Since crypto assets are now categorized as financial instruments, anti money laundering (hereinafter: “AML”) obligations apply to entities engaged in virtual currencies, specifically to crypto exchanges and wallet providers. From January 2020, any entities working at crypto custody business were obliged to apply for a license with BaFin and meet authorization requirements for crypto custody business. Applicants will need to prove that they have minimum capital in the amount of EUR 125,000 and the business crypto custody business is managed by the reliable and qualified director. Moreover, the service providers must ensure that they have proper business organization in relation to IT strategy and security.
Further AML rules
As part of the implication of EU regulation 2015/847 (money transfer regulation), Germany has also introduced a Crypto Asset Transfer Ordinance which came into force from October 1, 2021. The ordinance is intended to impose stronger customer due diligence obligations on crypto asset transfers carried out by virtual asset service providers to prevent money laundering and counterfeit terrorist financing.
Besides, being a member of FATF (Financial Action Task Force), Germany complies with strict risk based approach policies, inter alia, enhanced due diligence and know your customer requirements. In line with that, on 14th of June, the federal government announced an updated hearing on the draft bills that binds crypto asset service providers to enforce travel rules, specifically to establish a minimum threshold for declaring the information on parties to a cryptocurrency transaction over a USD/EUR 1000.
Recent regulatory changes
Germany is slowly, but surely legitimizing the usage of crypto assets.

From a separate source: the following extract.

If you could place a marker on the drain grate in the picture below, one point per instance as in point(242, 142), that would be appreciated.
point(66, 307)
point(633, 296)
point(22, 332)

The Federal Council passed the Fund Location Act, which became effective from July 2021, to enable domestic special funds (open-ended domestic special AIFs with fixed investment terms) to allocate up to 20% of their assets portfolio under management in crypto assets. The government has adapted to the existing limits of the German Capital Investment Code (KAGB), which provides an avoidance of over-allocation of funds in specific classes of asset. 20% allowance in virtual asset allocation is expected to foster Germany’s position as a financial investment center.
The government highlights the necessity of case-by-case analysis and technology neutral methods when determining the legal nature of various digital assets, and swiftly moving to legitimating their usage. Regulatory updates however do not stick to definition standards and are becoming more open to new technological asset classes, in order not to stifle innovation. However, the financial industry is still in the initial stage of integration of crypto investments, along with contemporary issues over infrastructure and experience. While legitimizing digital ledger technologies will lead to potential business models for financial institutions in the token economy. Thus, an extensive and transparent regulatory approach will promote trust so investors can make informed decisions.
The content of this article is intended to provide a general guide to the subject matter, not be considered as a legal consultation.